Benchmarks
==========
Tokenization
------------
Following benchmarks illustrate the tokenization accuracy (F1 score) on `UD treebanks <https://universaldependencies.org/>`_
,
======= ========= ========= =========== =======
lang dataset regexp spacy 2.1 vtext
======= ========= ========= =========== =======
en EWT 0.812 0.972 0.966
en GUM 0.881 0.989 0.996
de GSD 0.896 0.944 0.964
fr Sequoia 0.844 0.968 0.971
======= ========= ========= =========== =======
and the English tokenization speed in million words per second (MWPS)
================== ========== =========== ==========
. regexp spacy 2.1 vtext
================== ========== =========== ==========
**Speed (MB/s)** 3.1 MWPS 0.14 MWPS 2.1 MWPS
================== ========== =========== ==========
Text vectorization
------------------
Below are benchmarks for converting
textual data to a sparse document-term matrix using the 20 newsgroups dataset,
run on Intel(R) Xeon(R) CPU E3-1270 v6 @ 3.80GHz,
=============================== ===================== =================== =================
Speed (MB/s) scikit-learn 0.20.1 vtext (n_jobs=1) vtext (n_jobs=4)

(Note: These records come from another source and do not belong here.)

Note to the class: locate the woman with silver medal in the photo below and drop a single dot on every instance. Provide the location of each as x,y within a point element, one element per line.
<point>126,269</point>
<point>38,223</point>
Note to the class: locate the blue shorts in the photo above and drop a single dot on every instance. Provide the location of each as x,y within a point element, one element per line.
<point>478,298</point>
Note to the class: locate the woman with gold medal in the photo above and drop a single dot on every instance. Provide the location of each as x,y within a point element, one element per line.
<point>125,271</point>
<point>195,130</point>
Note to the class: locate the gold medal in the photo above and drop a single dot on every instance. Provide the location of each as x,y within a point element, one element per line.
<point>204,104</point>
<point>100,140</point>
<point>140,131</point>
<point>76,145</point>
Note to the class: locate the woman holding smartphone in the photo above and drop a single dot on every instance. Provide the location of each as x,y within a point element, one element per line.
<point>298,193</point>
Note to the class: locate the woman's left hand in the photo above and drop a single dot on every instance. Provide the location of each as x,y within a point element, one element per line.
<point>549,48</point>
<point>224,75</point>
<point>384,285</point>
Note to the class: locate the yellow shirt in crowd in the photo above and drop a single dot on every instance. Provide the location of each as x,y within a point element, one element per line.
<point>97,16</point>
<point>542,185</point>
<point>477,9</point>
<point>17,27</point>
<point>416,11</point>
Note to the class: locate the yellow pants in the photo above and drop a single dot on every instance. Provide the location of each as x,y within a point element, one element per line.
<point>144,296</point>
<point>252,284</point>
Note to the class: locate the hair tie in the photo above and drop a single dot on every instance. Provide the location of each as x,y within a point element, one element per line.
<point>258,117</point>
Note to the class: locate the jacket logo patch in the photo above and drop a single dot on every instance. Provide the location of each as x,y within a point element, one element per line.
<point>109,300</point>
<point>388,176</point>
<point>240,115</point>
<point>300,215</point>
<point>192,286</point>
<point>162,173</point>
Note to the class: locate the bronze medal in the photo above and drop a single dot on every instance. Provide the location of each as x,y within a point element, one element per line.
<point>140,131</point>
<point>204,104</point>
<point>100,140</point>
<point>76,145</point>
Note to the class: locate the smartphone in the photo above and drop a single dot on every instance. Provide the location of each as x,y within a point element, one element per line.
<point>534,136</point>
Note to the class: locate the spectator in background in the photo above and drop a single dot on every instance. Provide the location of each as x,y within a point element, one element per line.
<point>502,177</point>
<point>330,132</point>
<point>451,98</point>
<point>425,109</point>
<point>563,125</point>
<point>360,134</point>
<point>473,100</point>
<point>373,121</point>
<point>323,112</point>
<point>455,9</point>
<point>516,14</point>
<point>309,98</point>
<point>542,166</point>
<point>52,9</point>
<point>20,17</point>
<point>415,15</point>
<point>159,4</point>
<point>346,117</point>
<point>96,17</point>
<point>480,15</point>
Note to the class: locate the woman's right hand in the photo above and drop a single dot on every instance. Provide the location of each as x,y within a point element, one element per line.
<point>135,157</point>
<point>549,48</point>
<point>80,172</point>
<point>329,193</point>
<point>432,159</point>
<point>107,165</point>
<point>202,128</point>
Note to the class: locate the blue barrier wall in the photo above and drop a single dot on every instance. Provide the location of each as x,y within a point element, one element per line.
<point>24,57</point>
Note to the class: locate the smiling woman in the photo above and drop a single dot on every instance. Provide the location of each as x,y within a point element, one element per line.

=============================== ===================== =================== =================
CountVectorizer.fit 14 104 225
CountVectorizer.transform 14 82 303
CountVectorizer.fit_transform 14 70 NA
HashingVectorizer.transform 19 89 309
=============================== ===================== =================== =================
Note however that these two estimators in vtext currently support only a fraction of
scikit-learn's functionality.